I really didn’t do anything much useful yesterday, and I don’t plan on doing much today either. Yesterday, I read the “City of Bane” issues of Batman, which were the end of Tom King’s run on the title. My Goodreads review for the second half of that story nearly turned into a long essay on the Trump presidency, but I held myself back. Finishing that story got me thinking about King’s run on Batman, which started with the DC Rebirth event from the summer of 2016, which was of course just a few months before the 2016 election. That got me thinking about how much the world has changed over the last four years, and especially over the last six months. And how much it might change over the next, say, six months, or four years. I’d started reading monthly comics again in 2016 with the DC Rebirth event, and have keep reading them, though I’ve dropped Batman and Detective recently and I don’t have any titles on my current subscription list that were on it back in 2016. And I’m thinking of dropping monthly books entirely again. (But this is a subject I’ve blogged about too many times.)

Listening

Bandcamp has continued to do their Bandcamp Friday thing, where they waive their revenue share and give all the money from sales to the musicians.
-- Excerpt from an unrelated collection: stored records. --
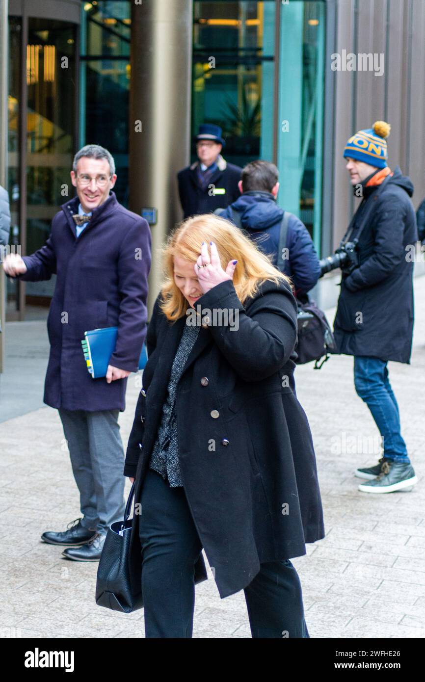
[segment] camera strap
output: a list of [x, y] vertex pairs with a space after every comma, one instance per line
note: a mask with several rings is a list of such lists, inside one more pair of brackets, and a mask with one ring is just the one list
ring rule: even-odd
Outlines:
[[[378, 196], [379, 196], [379, 194], [382, 192], [384, 186], [388, 182], [388, 180], [390, 179], [390, 178], [392, 177], [392, 174], [391, 174], [391, 175], [389, 174], [388, 175], [387, 175], [387, 177], [385, 177], [385, 180], [383, 180], [383, 181], [381, 183], [381, 185], [379, 186], [379, 187], [378, 188], [378, 189], [377, 190], [377, 191], [375, 192], [374, 192], [374, 194], [371, 196], [370, 196], [368, 199], [366, 200], [366, 202], [365, 202], [366, 207], [364, 208], [364, 213], [363, 217], [362, 218], [362, 221], [360, 222], [360, 224], [359, 225], [359, 226], [357, 228], [355, 228], [355, 226], [354, 226], [355, 224], [355, 216], [356, 216], [357, 211], [354, 213], [354, 216], [351, 218], [351, 221], [350, 222], [350, 224], [349, 225], [349, 226], [347, 228], [347, 232], [345, 233], [344, 237], [342, 237], [342, 239], [341, 240], [341, 246], [342, 246], [342, 244], [346, 244], [347, 243], [347, 241], [350, 241], [350, 237], [351, 237], [351, 235], [353, 234], [353, 232], [354, 231], [355, 229], [355, 231], [356, 231], [356, 235], [355, 235], [355, 237], [354, 238], [354, 239], [353, 241], [354, 241], [355, 243], [356, 243], [356, 244], [358, 243], [359, 239], [360, 239], [360, 235], [363, 232], [363, 230], [364, 230], [364, 227], [365, 227], [365, 226], [366, 226], [368, 220], [369, 220], [370, 213], [372, 213], [372, 211], [373, 211], [373, 209], [375, 208], [375, 202], [378, 198]], [[363, 201], [364, 201], [364, 198]], [[362, 204], [360, 204], [360, 206], [362, 206]], [[360, 206], [359, 206], [359, 208], [357, 209], [357, 211], [360, 208]]]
I last bought anything from them in June, so I was overdue to spend some money on music. I wound up spending around $75 this past Friday, buying seven albums (all digital), including something called Good Music to Avert the Collapse of American Democracy, a compilation benefiting the voting rights group Fair Fight. So I hope my $20 helps, though I’m not optimistic about the future of American democracy, to be honest.